HTTP is the protocol used to deliver our web applications to the end user; moreover, in every application integration based on REST it is the transport protocol for communication between the different components or services.
Given this omnipresence, knowing the HTTP specification by heart and the features already implemented in the protocol can only be beneficial. I'm surprised the web is full of theoretical material and explanation for the standard, but there is no REST or HTTP exercise that stimulates practising with it.
So on the last Friday we collected some resources and set HTTP as target of our book club session. Like Deming said, there is no substitute for knowledge.
Reading the HTTP spec documents would be very boring in a group-like setting. furthermore, the RFCs are distilled and sometimes isolated from each other (HTTP 1.0 vs 1.1). While they are definitely a good background read, specific teaching material is going to win in efficiency.
I selected Fabien Potencier's Caching on the edge presentation as the base guideline to follow. This slide deck presents the caching features of HTTP as used by servers, clients and caches in the path between them; it's an optimal excuse to review beforehand the basic concepts of HTTP such as methods, response code, and headers.
Stack Overflow is also a very refined source of theoretical explanations: whenever you are in doubt about how to use a specific header or on the difference between Expires and Cache-Control, it can find an answer for you. This answer has emerged from peer review and has been produced after years of diffusion of the protocol, unlike the original RFCs. It's definitely going to beat W3schools .
Theory is useful but practice makes perfect (and it also has better retention in our brains). The standard tool for performing HTTP requests is curl:
curl -v -X POST -H 'Accept: application/json' -d 'param=value1&another=value2' http://example.com/resource
You can start by targeting your own application to see the headers that your are explicitly setting in responses and the ones added by your container (Apache, Tomcat, or a framework). For example, this is a test resource that we use for testing our HTTP clients:
$ curl -v -X GET http://www.onebip.com/smsctest/answer.php
* About to connect() to www.onebip.com port 80 (#0)
* Trying 126.96.36.199... connected
> GET /smsctest/answer.php HTTP/1.1
> User-Agent: curl/7.22.0 (i686-pc-linux-gnu) libcurl/7.22.0 OpenSSL/1.0.1 zlib/188.8.131.52 libidn/1.23 librtmp/2.3
> Host: www.onebip.com
> Accept: */*
< HTTP/1.1 200 OK
< Date: Thu, 14 Nov 2013 20:44:54 GMT
< Server: Apache
< X-Onebip-Node: ws-b-46.production.onebip.com
< Vary: Accept-Encoding
< Content-Length: 2
< Content-Type: text/html; charset=utf-8
< Cache-control: private
< Set-Cookie: SERVERID=01-FUSF5JEJKQ68M; path=/
< Via: 1.1 www.onebip.com
< Connection: close
* Closing connection #0
To experiment with caching behaviors, we used instead the debian.org ISO download links.
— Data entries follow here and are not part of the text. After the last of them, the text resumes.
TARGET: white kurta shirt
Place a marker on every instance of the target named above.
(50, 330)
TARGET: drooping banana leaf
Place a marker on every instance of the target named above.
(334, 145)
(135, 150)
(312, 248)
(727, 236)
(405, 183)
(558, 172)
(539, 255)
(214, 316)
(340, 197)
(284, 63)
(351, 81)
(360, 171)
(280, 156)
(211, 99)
They feature:
- redirects and appropriate status codes (302, 304).
- cache headers based on conditional behavior (Last-Modified, Etag)
Large filesizes such as a .iso file makes really clear why GET is the most optimized operation on the web.
I've learned quite a bit on the system administrators concerns of caches and HTTP servers configuration. Developers instead shared their usage of HTTP headers on the server side to trigger particular behaviors - from the classic layout selecton by User-Agent to content negotiation based on Accept, Accept-Language and Accept-Encoding.
It was also a nice occasion to define responsibilities to avoid devs and ops stepping on each other toes. For example:
- application developers define the value of Cache-Control headers, to define what is cacheable and what is not.
- system administrators enable server-side caches like Apache mod_cache. Caching of full responses is then application-independent and does not touch the code written in your favorite programming language.
- Client-side caches instead must be used by the client explicitly. In a SOA environment it seems server-side ones are enough.
The scope of what you can explore in a single session is limited by our minds bandwidth and by the time allocated (the minimum of the two). Don't exaggerate.
I assume, like use, that you are a web developer working with RESTful web services inside and on the boundary of an application. Knowing HTTP is then basic knowledge: it is a building block comparable to CPU and memory, or for a better comparison TCP. Being a 20+ years old standard that has undergone some evolutions it is also stable knowledge, meaning exercising with it will last much more than playing with a new framework or tool.
However, don't rest on laurels: Httpbis is being worked on...